Yes, for non-Latin characters, you may well need to change fonts 
(depending on your choice of typefaces). Some typefaces may cover 
several scripts (e.g., Latin/Greek/Cyrillic), so if you have a document 
that mixes these scripts, it may be appropriate to choose such a 
typeface.

The "advantage" of Unicode isn't so much that it lets you forget about 
changing fonts as that it means your actual text data can be in a 
standard, documented, interoperable encoding, rather than in a mixture 
of more- or less-well-understood legacy encodings and/or special 
control sequences, where a given byte value means one thing in one word 
and an entirely different thing in another word; the data cannot be 
reliably understood without knowledge of the specific fonts used to 
render it. With Unicode, the meaning of the characters is 
unambiguous--even in the absence of any font that can render them!

>  Or do I have just have restrict myself to the few fonts which support 
> a great of Unicode glyphs if I want XeLaTeX to behave this way?

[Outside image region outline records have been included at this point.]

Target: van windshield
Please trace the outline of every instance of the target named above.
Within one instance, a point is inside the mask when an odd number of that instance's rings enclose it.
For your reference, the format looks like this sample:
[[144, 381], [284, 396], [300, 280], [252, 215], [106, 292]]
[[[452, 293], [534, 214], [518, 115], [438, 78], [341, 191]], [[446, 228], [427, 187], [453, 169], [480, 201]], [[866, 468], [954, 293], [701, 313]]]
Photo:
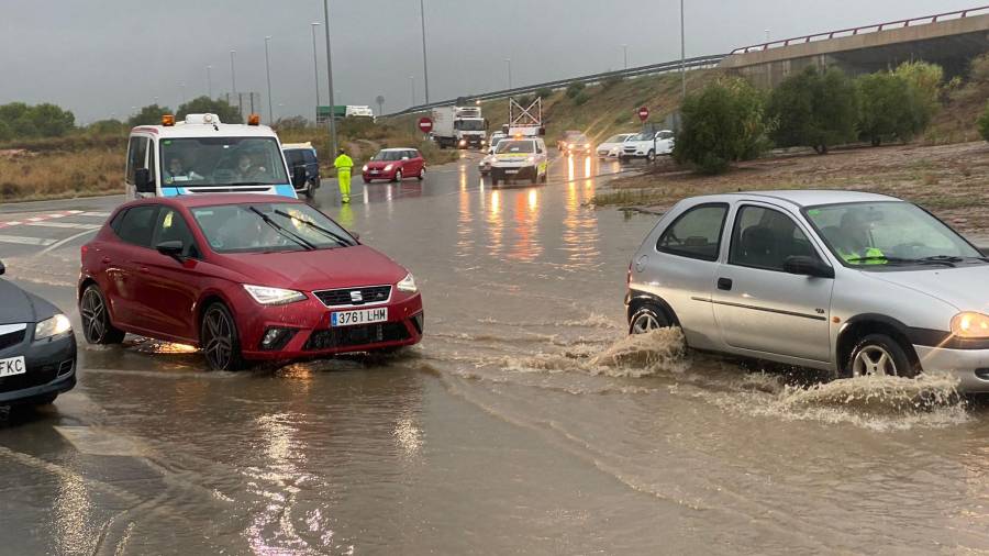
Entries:
[[165, 187], [289, 182], [274, 137], [182, 137], [160, 143]]

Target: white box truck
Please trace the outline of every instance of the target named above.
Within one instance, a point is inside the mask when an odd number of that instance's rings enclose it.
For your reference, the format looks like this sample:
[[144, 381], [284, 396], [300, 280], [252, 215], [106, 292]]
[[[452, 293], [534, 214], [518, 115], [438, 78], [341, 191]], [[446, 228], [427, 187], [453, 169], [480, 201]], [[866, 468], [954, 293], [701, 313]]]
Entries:
[[488, 122], [480, 107], [441, 107], [433, 109], [433, 141], [440, 148], [484, 148]]

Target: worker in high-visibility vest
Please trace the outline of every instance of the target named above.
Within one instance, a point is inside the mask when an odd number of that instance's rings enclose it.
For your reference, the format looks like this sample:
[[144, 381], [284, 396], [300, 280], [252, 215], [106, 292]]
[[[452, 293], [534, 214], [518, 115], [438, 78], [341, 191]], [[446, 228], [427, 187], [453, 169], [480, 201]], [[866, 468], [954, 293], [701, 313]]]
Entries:
[[336, 167], [336, 180], [340, 182], [340, 200], [351, 202], [351, 170], [354, 168], [354, 160], [341, 148], [333, 166]]

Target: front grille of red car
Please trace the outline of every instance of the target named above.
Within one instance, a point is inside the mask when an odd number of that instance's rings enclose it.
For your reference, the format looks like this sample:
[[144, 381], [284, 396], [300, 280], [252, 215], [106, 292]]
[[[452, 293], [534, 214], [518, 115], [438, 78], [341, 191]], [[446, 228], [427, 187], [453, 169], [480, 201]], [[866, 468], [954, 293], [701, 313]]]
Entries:
[[[359, 292], [354, 296], [354, 292]], [[391, 286], [367, 286], [363, 288], [341, 288], [338, 290], [313, 291], [326, 307], [354, 307], [373, 303], [385, 303], [391, 298]]]
[[377, 344], [379, 342], [401, 342], [403, 340], [409, 340], [409, 331], [400, 322], [363, 324], [359, 326], [318, 330], [309, 336], [303, 349], [312, 352]]

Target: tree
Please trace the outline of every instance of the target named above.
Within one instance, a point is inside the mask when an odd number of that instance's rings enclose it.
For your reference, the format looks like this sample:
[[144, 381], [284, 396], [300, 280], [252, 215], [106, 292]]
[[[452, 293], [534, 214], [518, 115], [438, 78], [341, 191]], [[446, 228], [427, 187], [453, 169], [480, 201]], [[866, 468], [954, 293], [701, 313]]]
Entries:
[[826, 154], [831, 145], [855, 140], [858, 94], [854, 81], [837, 68], [809, 66], [788, 77], [769, 97], [778, 146], [810, 146]]
[[229, 104], [225, 100], [214, 100], [207, 96], [197, 97], [180, 105], [176, 118], [181, 120], [187, 114], [216, 114], [223, 123], [244, 123], [237, 107]]
[[674, 146], [677, 164], [720, 174], [735, 160], [757, 157], [768, 146], [765, 100], [741, 78], [710, 84], [684, 99]]
[[979, 116], [979, 135], [982, 136], [984, 140], [989, 141], [989, 103], [986, 104], [986, 108], [982, 110], [982, 115]]
[[127, 125], [160, 125], [162, 116], [174, 113], [168, 107], [159, 107], [158, 104], [148, 104], [141, 109], [140, 112], [127, 119]]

One of 
> the reason I'm asking this is because BibDesk is getting unicode 
> support, which would allow me to enter non-Latin characters directly 
> into bibTeX files (bibtex is kind of encoding agnostic). How are other 
> people handling this situation?

At the moment, I typically mark fragments in non-Latin languages using 
shorthand commands created to suit the occasion; e.g., {\ar some Arabic 
text} or {\dn Devanagari}. But I'm not a LaTeX user (much), nor a 
BibDesk user (at all), so I'm not the one to comment on the best 
approach there.

There have been requests in the past for a way to, in effect, declare 
several "current fonts" each covering a different Unicode range, so 
that mixed-script text wouldn't require explicit font changes. This is 
an interesting possibility, but coming up with a design that would 
reliably do "the right thing", especially with characters such as 
punctuation or numerals that may be "shared" between scripts, is not a 
trivial thing.

JK